IV.—Electioneering.

Whatever, my wife may think about my public meeting, and whatever I may feel about it myself, one thing is quite certain—that it has left Mudford a very different village from what it found it. When I commenced my great efforts in the cause of citizenship there was apathy and ignorance amongst the "idiots"—as my friend Miss Phil. Burtt insists on calling the villagers. Things travel quickly nowadays, and at the present moment we are all ablaze with the excitement of electioneering.
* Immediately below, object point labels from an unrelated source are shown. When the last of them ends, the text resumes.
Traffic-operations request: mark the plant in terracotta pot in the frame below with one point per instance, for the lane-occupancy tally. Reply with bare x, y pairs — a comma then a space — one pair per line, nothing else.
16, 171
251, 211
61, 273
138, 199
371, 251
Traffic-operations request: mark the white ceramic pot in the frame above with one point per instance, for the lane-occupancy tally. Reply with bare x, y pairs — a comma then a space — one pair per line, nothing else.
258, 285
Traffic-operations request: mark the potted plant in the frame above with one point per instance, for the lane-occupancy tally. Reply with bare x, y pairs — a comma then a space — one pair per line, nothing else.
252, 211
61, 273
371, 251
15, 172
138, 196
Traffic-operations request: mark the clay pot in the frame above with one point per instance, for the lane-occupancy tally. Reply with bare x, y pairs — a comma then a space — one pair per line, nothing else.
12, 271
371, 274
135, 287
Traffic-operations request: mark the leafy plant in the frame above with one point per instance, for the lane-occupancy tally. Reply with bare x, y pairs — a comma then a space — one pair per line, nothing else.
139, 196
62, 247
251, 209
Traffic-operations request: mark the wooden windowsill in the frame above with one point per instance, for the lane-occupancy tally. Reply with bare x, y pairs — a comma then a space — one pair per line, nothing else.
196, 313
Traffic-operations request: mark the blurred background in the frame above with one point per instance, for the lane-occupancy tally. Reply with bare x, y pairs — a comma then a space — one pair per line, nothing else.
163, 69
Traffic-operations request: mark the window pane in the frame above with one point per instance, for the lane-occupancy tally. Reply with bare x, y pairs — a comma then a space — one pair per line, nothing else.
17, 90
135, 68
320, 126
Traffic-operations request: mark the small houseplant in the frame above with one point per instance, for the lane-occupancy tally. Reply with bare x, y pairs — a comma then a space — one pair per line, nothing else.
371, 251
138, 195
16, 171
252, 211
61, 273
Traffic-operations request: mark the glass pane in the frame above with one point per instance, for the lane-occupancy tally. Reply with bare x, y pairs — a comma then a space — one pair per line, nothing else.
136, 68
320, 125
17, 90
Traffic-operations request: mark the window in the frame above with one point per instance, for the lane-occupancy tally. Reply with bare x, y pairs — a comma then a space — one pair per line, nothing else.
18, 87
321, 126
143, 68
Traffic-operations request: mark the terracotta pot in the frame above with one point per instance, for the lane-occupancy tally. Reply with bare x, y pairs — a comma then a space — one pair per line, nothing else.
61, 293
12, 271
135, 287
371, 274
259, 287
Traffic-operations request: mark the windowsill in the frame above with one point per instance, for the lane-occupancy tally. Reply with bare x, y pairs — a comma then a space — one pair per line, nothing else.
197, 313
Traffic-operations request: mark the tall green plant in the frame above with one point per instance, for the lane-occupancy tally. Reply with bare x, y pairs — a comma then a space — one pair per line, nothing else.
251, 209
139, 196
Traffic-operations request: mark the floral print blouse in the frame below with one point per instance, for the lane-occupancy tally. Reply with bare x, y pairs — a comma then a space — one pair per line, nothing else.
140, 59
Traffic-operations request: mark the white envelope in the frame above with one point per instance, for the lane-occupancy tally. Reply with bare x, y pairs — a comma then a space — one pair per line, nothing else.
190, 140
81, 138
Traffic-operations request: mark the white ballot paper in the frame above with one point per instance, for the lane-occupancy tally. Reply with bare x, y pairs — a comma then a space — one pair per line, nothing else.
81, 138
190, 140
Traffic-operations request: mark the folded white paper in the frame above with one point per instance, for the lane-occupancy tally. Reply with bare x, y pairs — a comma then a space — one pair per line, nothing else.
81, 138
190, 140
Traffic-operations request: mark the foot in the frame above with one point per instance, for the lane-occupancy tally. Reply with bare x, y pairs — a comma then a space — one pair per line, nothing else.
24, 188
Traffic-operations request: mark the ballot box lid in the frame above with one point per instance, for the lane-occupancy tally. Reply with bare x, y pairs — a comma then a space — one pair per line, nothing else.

I ought to say at once that I have taken as yet no steps in my own candidature. I feel that, after the part I have played in the great Drama of Village Home Rule, the next move ought to come from a grateful and appreciative peasantry. In point of fact, I have been expecting every day, every hour almost, a deputation to ask me to allow myself to be put in nomination—I fancy that's the correct phrase. So far the deputations have been as conspicuous by their absence since the meeting as they were annoying by their frequency before. Another curious fact I have noticed in this. We are to have a Parish Council of seven. Thus far I have heard of exactly seven candidates and no more. This means that when I am nominated, as I shall be, of course, by all sections of the community (for I feel in my inward heart that it will be "all right on the night"), there will be only one candidate too many. Who will be the unsuccessful one? I wonder!

Of the seven candidates, I should first mention Mrs. Letham Havitt and Mrs. Arble March. Both of these ladies have started a vigorous campaign, and—mirabile dictu! (it makes one feel so literary to introduce every now and again a tag of Latin)—are running amicably together. At a Parliamentary election it's a case of war to the knife, but now the lion lies down with the lamb; not that, for one single instant, would I insinuate that either is a lion, or, for the matter of that, a lamb. I should be ashamed to be so familiar. Mrs. Havitt's placards are everywhere on the walls. The effect of contrasts is at times surprising. For instance—

Use Banana Soap
Letham Havitt
for the Parish Council.

Mrs. Arble March is no less enterprising, and has purple appeals to you to vote for "the March of Progress," and "the March of Ideas." It may be very funny, but I have no patience with making a joke of such a serious matter. No one, at any rate, can ever accuse me of being intentionally funny.

It is announced from the Hall that the Squire has very kindly consented to stand; the Vicar follows his neighbour's example, and will no doubt be returned, if for nothing else, as a compliment to his two charming daughters. (I think I must ask them to canvass for me when I come out. My wife declares she won't, and that she won't let my girls either.) That makes four candidates. The other three are Black Bob and two of his mates, who are claiming support as the "People's Three."

And now comes, perhaps, the most extraordinary thing of all—their programme! I find that it is full of the most (so-called) advanced ideas, but that the plank which seems to be the most attractive is "Free Trout-fishing!" I confess I could hardly believe my own eyes when I read it. In the first place, it seemed so farcical. In the second place, the only trout-fishing in the neighbourhood happens to belong to me! What's more, I don't see any way out of the difficulty. I met Black Bob a day or two ago and asked him how he ever got such an absurd notion into his head that the Parish Council had anything to do with trout-fishing. "It's all right, Mr. Winkins," said he, "just remember what Section 8 says." I said nothing at the time, because I thought as a fact that that section referred to Boards of Guardians. When I looked at the Act, sure enough I read, as being one of the powers possessed by the Parish Council—

"(e) To utilise any well, spring, or stream within their parish"....

I read no more. I had read enough. How any Parliament can ever have dared to insert such a monstrous section I cannot understand. But there it is. "Free trout-fishing!" Well—there ought to be someone on the Parish Council to defend the rights of property. I shall be the man.

Next Tuesday the Parish Meeting in the Voluntary Schoolroom at 7.30. It cannot fail to be an eventful night.